Loopscale, Term Finance Suffer Exploits, Losing Over $7M

The DeFi space has unfortunately seen another massive blow this weekend, after hackers exploited not one, but two protocols. Term Finance and Loopscale were both attacked between Friday and Saturday, resulting in more than $7 million in losses combined.

Among the two, Loopscale suffered the worst of it and lost approximately $5.8 million just two weeks after its official launch. Here’s what really happened and how Loopscale is responding.

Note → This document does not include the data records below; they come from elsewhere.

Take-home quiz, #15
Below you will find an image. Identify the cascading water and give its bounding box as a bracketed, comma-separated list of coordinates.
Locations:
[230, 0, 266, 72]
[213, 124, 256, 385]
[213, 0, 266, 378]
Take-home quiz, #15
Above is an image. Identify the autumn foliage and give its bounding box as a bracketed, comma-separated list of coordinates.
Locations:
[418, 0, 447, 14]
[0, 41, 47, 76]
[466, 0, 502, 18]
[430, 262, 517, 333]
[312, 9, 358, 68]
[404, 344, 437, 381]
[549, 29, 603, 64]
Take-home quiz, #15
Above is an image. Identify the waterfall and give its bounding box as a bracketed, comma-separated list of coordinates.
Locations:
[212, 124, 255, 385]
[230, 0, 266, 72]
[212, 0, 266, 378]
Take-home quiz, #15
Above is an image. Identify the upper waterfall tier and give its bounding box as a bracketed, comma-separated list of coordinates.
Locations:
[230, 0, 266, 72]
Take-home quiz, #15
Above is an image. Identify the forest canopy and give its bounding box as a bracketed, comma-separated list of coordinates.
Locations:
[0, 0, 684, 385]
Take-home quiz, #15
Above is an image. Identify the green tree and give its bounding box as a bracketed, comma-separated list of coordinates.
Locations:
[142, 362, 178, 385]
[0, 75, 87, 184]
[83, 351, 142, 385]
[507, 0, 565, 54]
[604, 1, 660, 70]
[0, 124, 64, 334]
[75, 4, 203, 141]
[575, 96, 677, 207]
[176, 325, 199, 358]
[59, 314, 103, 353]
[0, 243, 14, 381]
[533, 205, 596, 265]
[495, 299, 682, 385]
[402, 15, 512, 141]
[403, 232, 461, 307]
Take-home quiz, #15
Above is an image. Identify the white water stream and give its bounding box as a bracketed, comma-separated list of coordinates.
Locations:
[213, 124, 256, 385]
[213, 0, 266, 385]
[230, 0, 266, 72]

How the Loopscale Hack Unfolded

On April 26, Loopscale, a rising Solana-based lending protocol, fell victim to a major security breach. An attacker exploited a flaw in Loopscale’s collateral pricing, siphoning off 5.7M USDC and 1,200 SOL. According to co-founder Mary Gooneratne, the flaw enabled the attacker to take out a series of undercollateralized loans, ultimately resulting in the significant loss.

They did this by attacking an isolated issue with how the platform priced collateral based on RateX feeds. More importantly, Loopscale clarified that RateX itself, which was a third-party pricing mechanism, wasn’t compromised. The fault happened entirely on their end, and stemmed from how they integrated and processed the data.

The exploit struck Loopscale’s main USDC and SOL lending vaults, impacting about 12% of the protocol’s Total Value Locked. Loopscale’s total value locked stood near $40M during the attack.

Immediate Actions Taken by Loopscale

Shortly after the exploit, Loopscale swiftly paused all lending markets to limit further losses and evaluate the breach. By the evening of April 26, the team had restored key features, including loan repayments, collateral top-ups, and loop closures.

However, withdrawals from vaults and other aspects of the app remain disabled for now. Loopscale’s team moved quickly to investigate the breach and is encouraging the safe return of the stolen funds by offering a 10% bounty to the attacker under a whitehat agreement.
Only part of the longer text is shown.